I remember waking up in the middle of the night and pulling my hand close to my face to see if there really was a diamond on my finger. It was the night after he proposed and it felt so surreal that I didn’t know if it had really happened! People were so excited to hear the story of the proposal, look at my ring, and ask me how I felt about the proposal and what was to come. By month two, the planning was in full swing and people were asking about a date, venue location, flowers, the usual wedding planning things.
Month three, four, five, same thing. Details, details, details.
I kept wrestling with how to handle the juxtaposition of great joy, but also great loss. I would soon be losing things I had grown used to my entire life: a lifestyle, my independence in certain areas, a last name. But I was also gaining so much: a life partner, teammate, a new name. And amongst all this messy (but necessary) emotion were the emails with vendors, the chatter of “is it in the budget,” and constant to-do lists.
In all of this, the only question I really wanted to answer was:
“How are you feeling?”
And I wanted someone to really sit and listen in.
Fortunately for me, I had bridesmaids and a Fiancé that were willing to ask this, and it changed my perspective and reminded me of the “why” behind what we were doing every time. It was like taking in a huge breath of fresh air and letting out a sigh of relief. This quote by Dr.

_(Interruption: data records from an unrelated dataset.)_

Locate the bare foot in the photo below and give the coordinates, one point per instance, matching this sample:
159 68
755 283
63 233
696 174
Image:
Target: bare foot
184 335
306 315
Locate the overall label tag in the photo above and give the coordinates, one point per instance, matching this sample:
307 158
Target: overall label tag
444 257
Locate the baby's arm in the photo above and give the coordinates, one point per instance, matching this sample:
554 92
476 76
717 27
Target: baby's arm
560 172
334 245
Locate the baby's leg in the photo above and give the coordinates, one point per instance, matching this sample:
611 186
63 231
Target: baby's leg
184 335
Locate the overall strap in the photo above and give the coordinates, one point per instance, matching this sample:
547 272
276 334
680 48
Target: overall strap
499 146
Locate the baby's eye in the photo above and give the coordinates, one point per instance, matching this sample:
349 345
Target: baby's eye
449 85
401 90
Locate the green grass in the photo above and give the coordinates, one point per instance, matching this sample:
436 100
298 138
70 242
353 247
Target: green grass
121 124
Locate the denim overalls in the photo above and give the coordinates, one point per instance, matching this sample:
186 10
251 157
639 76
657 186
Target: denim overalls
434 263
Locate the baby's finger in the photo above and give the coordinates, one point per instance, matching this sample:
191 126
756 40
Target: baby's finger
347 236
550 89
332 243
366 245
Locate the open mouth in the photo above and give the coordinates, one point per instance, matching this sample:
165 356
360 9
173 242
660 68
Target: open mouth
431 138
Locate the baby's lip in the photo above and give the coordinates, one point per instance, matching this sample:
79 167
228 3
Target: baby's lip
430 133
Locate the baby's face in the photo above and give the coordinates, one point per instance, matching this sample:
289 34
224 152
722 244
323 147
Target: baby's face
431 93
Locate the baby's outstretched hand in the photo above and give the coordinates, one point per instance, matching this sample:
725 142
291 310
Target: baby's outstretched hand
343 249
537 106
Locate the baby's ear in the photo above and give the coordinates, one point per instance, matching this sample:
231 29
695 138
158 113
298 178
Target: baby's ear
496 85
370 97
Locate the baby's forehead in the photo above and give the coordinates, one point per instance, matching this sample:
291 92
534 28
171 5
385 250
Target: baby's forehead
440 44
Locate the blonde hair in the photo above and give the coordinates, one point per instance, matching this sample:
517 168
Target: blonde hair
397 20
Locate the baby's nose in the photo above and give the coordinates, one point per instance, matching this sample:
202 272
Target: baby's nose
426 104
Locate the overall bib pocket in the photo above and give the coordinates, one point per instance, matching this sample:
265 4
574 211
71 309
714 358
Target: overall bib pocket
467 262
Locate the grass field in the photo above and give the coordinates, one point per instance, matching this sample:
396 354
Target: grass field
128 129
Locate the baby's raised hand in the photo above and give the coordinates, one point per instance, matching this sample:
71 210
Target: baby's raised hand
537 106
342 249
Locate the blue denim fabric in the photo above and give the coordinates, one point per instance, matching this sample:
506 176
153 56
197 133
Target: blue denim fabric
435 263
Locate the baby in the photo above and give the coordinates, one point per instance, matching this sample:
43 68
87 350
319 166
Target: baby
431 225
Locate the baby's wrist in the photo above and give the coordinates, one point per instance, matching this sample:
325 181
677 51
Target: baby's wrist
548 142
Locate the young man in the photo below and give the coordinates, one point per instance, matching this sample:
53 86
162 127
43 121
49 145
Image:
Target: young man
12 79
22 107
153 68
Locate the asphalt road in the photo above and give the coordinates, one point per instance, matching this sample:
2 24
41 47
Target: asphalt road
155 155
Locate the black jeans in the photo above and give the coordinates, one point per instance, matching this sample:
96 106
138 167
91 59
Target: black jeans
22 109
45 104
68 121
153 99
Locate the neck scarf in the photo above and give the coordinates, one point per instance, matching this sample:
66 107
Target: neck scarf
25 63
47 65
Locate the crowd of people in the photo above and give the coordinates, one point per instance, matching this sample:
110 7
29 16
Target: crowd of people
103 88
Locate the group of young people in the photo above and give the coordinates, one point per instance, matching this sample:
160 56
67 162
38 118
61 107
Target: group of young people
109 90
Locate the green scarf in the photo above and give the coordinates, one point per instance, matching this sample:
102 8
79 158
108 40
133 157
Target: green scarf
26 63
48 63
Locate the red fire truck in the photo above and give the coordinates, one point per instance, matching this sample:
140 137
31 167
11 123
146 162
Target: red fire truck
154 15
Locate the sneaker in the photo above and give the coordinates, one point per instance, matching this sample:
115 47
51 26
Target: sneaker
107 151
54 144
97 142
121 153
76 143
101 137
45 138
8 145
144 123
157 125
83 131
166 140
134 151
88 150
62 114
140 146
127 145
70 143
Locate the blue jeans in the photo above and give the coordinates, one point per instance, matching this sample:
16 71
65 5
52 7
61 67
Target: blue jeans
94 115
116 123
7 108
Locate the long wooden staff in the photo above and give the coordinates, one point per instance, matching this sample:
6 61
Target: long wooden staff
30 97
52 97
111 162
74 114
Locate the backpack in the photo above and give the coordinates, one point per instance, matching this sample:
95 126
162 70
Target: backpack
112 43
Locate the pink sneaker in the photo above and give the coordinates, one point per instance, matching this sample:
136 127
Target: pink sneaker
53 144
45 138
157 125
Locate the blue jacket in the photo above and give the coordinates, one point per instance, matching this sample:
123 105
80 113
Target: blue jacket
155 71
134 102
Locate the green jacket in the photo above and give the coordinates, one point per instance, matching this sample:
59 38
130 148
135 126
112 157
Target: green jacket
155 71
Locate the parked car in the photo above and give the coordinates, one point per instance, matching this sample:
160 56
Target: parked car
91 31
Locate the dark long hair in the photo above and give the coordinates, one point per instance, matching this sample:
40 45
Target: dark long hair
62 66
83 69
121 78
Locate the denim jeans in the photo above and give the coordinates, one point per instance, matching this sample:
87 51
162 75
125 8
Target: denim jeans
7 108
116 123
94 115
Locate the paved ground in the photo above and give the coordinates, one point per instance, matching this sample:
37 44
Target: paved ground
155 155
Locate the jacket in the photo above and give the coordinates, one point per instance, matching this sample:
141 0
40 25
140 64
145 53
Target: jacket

Brene Brown reminds me of why this question is so important:
“Vulnerability is the birthplace of innovation, creativity, and change.”
Isn’t that what this season of life is full of: innovation, creativity, and change?
When you give a bride the chance to be vulnerable with you and express her victories and struggles, anxiousness and excitement, you are allowing her to be present in the moment and create space for the future details with a little less stress and a little more joy.
All simply by asking, “How are you feeling?”